El Lejía desapareció sin despedirse de nadie. Unos dijeron que había muerto. Otros decían que debía dinero a gente chunga y que le habían dado matarile por no pagar. Había una tercera versión que no difería mucho de las anteriores: le habían dado pasaporte unos camellos por una deuda de caballo. El caso es que salió por la puerta del garito con la pasta en la mano. A mí me pareció una buena idea seguirle. Al fin y al cabo había pillado pasta y eso nos daba para un pico. Era mi colega y otras veces le había invitado yo. Me distraje solo un momento mirando a su piba, que no se había movido de donde estaba. Aquella mirada perdida era magnética. Fueron solo unos segundos. Los suficientes como para no ver a mi colega al salir. Yo tenía el mono, así que me dije que a la mierda el Lejía y sus paranoias y me hice una farmacia de guardia a punta de pipa, poca pasta, la suficiente para pillar un gramo y ponerme. Y lo hice. No esperé ni a salir de las chabolas, me puse el buco allí mismo, en el descampado. Fue un mal viaje. Estuve doce horas a la intemperie, tirado como un perro. Cuando me desperté, una simpática familia de ratas estaba dándose un festín con mis piernas y mis brazos. Grité como un condenado y volví a perder la consciencia. La siguiente vez que desperté estaba en una cama de hospital con tubos y cables por todos lados. Decidí que «adiós al caballo». Claro que…, eso era muy fácil de decir estando hasta el culo de morfina y calmantes. El Lejía decidió después de un moco del quince alistarse a la Legión, de esto me enteré mucho más tarde. Aquella fue una noche de decisiones, sí señor. Solo teníamos dieciocho. Habíamos entrado en el mundo de los adultos por la puerta grande, aunque aquello pareciese más el recibidor de la puerta del Infierno. Hasta me pareció más de una noche en aquel hospital escuchar las risas de unos demonios que solo existían en mis jodidos delirios.

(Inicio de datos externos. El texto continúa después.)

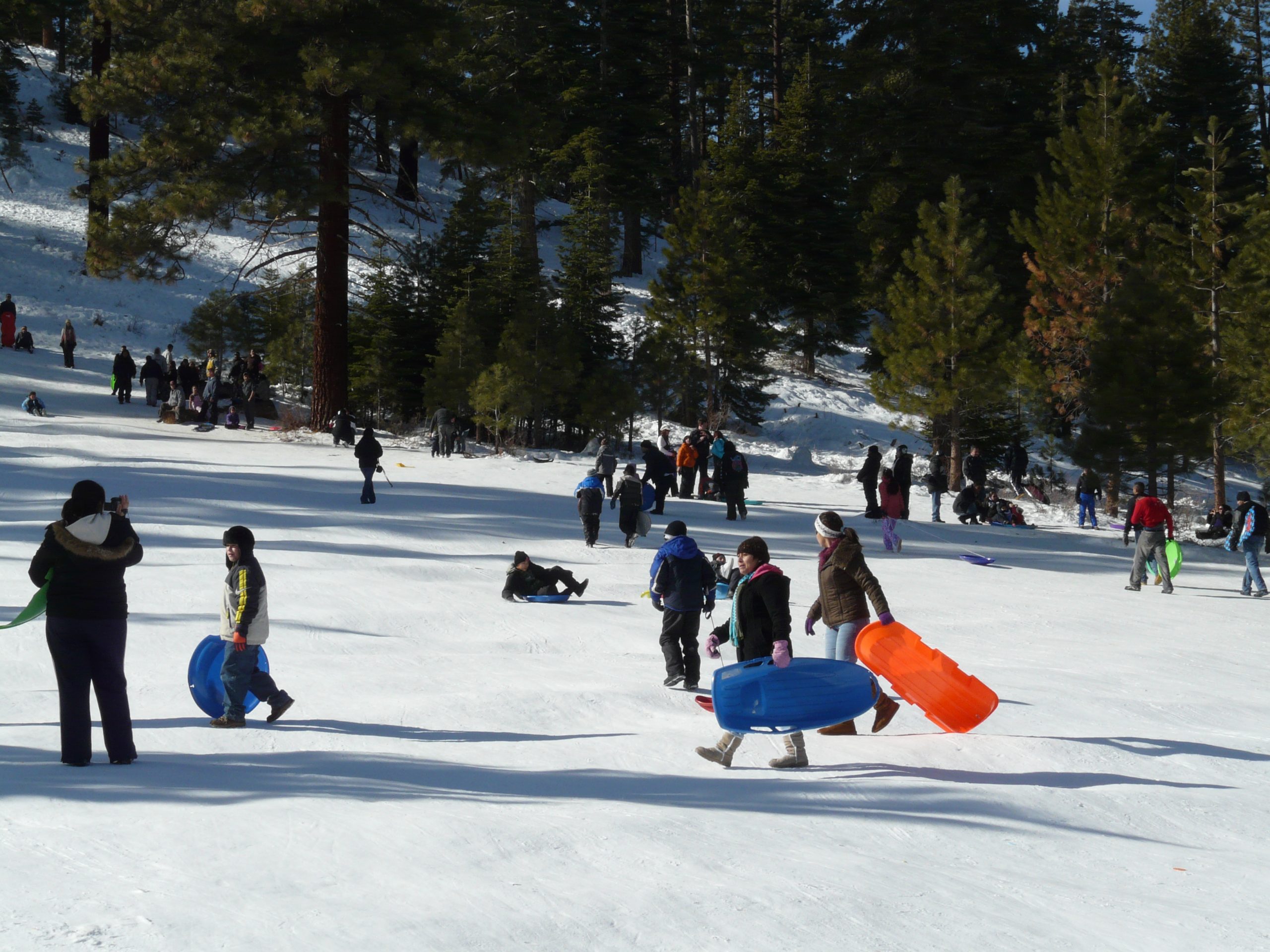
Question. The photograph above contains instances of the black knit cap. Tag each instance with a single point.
(239, 536)
(756, 547)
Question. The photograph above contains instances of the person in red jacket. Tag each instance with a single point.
(1151, 520)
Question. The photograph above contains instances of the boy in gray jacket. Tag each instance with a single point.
(244, 627)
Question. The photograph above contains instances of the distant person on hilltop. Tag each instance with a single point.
(67, 345)
(124, 368)
(8, 320)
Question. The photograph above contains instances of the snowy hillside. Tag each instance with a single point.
(463, 774)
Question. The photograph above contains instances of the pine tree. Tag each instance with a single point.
(1090, 224)
(943, 347)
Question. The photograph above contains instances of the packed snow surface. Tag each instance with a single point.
(461, 774)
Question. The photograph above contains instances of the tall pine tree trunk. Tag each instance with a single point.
(98, 153)
(633, 245)
(408, 171)
(330, 306)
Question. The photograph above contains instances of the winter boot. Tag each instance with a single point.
(797, 756)
(885, 710)
(722, 752)
(280, 705)
(847, 729)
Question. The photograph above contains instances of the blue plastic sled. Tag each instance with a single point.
(977, 560)
(758, 697)
(205, 677)
(649, 497)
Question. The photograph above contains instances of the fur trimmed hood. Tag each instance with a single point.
(75, 540)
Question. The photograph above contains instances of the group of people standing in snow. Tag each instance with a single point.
(83, 560)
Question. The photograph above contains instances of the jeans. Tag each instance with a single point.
(1087, 506)
(89, 653)
(840, 644)
(241, 674)
(1253, 546)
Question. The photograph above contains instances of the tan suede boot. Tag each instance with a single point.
(797, 756)
(722, 752)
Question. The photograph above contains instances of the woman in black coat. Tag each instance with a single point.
(369, 452)
(760, 627)
(87, 624)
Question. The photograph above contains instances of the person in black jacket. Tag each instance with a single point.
(868, 477)
(681, 583)
(369, 452)
(903, 474)
(938, 484)
(83, 558)
(659, 473)
(124, 368)
(525, 578)
(976, 469)
(629, 493)
(760, 627)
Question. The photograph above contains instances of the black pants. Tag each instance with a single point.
(91, 653)
(870, 499)
(662, 485)
(559, 577)
(680, 644)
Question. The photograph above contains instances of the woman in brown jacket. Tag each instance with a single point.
(845, 583)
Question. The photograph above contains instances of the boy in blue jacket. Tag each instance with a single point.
(591, 500)
(681, 584)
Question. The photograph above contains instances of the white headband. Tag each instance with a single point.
(826, 531)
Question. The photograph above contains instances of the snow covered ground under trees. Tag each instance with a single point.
(461, 774)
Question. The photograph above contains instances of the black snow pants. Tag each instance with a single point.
(89, 653)
(680, 644)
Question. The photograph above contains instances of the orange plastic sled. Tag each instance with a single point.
(926, 677)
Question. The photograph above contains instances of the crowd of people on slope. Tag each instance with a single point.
(83, 560)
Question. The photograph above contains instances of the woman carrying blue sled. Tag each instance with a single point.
(845, 583)
(760, 627)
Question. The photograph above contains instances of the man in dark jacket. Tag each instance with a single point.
(868, 477)
(1016, 463)
(526, 578)
(124, 368)
(87, 626)
(591, 500)
(681, 584)
(976, 469)
(903, 474)
(659, 473)
(1150, 517)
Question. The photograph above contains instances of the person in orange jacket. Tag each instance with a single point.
(1150, 518)
(686, 461)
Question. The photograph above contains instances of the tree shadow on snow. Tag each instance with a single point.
(258, 776)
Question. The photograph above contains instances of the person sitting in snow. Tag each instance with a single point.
(33, 405)
(591, 502)
(244, 627)
(525, 579)
(23, 342)
(681, 583)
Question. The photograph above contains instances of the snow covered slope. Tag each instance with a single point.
(461, 774)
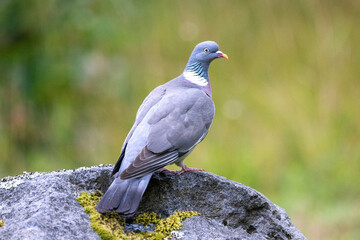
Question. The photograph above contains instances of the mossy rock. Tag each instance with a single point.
(111, 225)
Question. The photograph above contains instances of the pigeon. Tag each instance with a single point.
(171, 121)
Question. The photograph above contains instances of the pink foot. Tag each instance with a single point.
(187, 169)
(164, 169)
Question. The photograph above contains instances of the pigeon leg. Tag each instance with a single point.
(184, 168)
(164, 169)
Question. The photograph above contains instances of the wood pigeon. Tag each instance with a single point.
(171, 121)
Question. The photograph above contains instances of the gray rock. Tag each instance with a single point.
(43, 206)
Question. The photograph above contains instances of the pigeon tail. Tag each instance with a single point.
(124, 196)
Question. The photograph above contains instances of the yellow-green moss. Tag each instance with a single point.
(110, 226)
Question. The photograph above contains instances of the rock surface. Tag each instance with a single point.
(43, 206)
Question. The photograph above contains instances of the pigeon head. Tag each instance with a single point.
(197, 68)
(205, 52)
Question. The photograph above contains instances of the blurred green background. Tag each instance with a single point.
(73, 74)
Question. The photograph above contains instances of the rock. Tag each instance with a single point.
(43, 206)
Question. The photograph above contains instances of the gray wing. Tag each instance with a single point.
(179, 124)
(153, 97)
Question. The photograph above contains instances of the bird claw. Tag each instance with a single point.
(164, 169)
(187, 169)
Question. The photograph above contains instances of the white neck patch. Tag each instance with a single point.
(195, 78)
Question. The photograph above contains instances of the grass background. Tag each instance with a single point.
(73, 74)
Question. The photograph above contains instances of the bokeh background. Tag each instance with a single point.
(73, 74)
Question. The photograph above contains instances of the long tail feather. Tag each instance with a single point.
(124, 196)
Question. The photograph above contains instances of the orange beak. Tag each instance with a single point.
(221, 54)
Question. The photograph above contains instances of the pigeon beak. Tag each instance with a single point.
(221, 54)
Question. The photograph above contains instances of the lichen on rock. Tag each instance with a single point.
(111, 225)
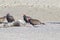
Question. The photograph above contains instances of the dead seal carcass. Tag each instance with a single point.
(35, 22)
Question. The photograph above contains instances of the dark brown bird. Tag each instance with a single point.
(10, 18)
(26, 18)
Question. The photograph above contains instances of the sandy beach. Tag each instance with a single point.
(43, 10)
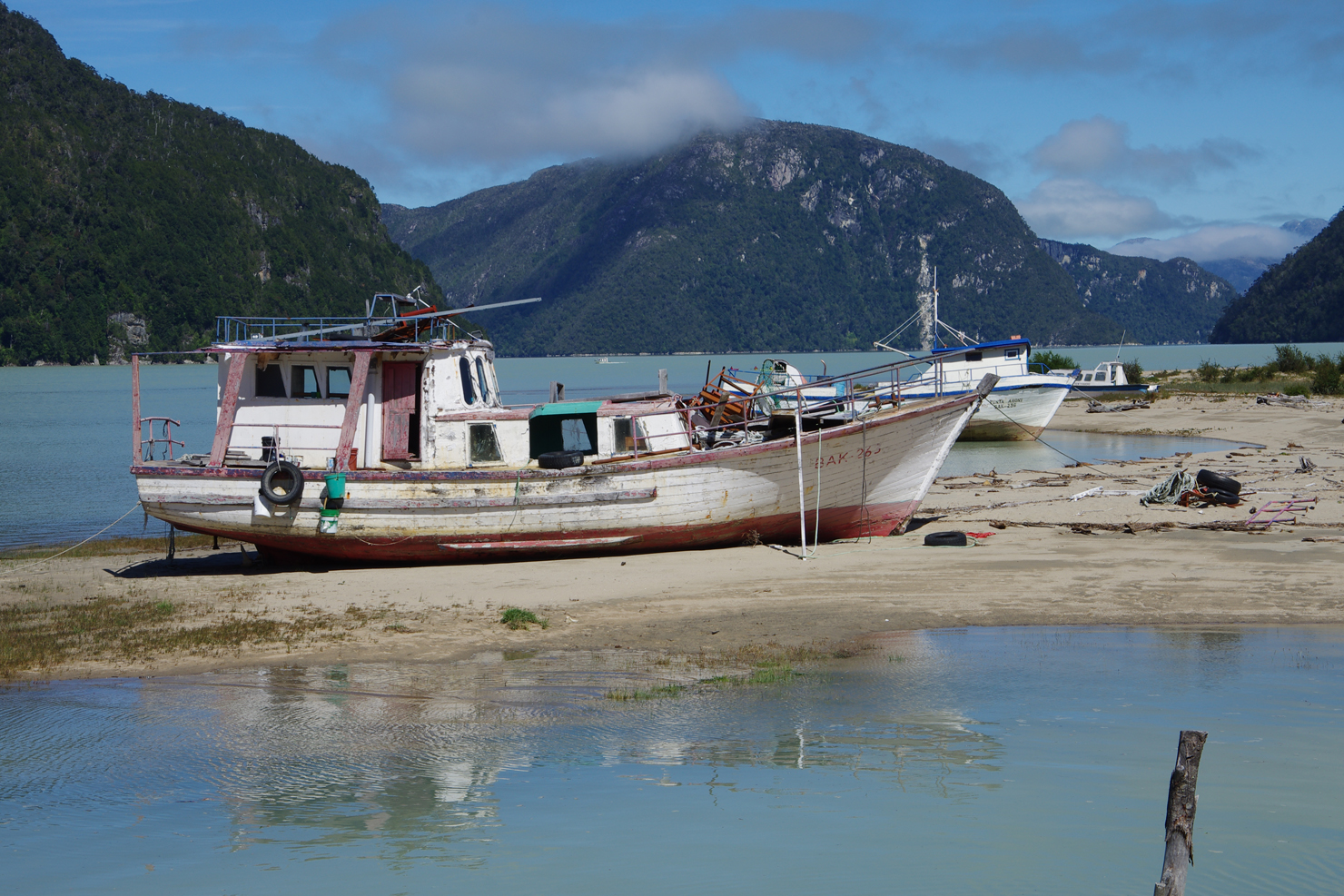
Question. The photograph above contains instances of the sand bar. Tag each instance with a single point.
(1046, 560)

Al Lejía no le llamaban así por lo de la Legión, que también habría podido ser, pero no. Una noche tuvo una trifulca con un nota que le ganaba en tamaño, pero no en mala hostia. El tío le hostió a base de bien, pero cometió el error de pavonearse ante toda la peña del garito cuando el Lejía todavía se movía en el suelo. El caso es que tras recuperarse un poco agarró una botella de lejía y le echó un chorro al prenda en los ojos. Mi colega se quedó con el apodo y al nota lo mismo le arregló el futuro, no por dejarlo cegato, sino porque el pavo entró en la ONCE y dicen que todavía va por ahí vendiendo cupones, pero en otro barrio. Jamás volvió al nuestro.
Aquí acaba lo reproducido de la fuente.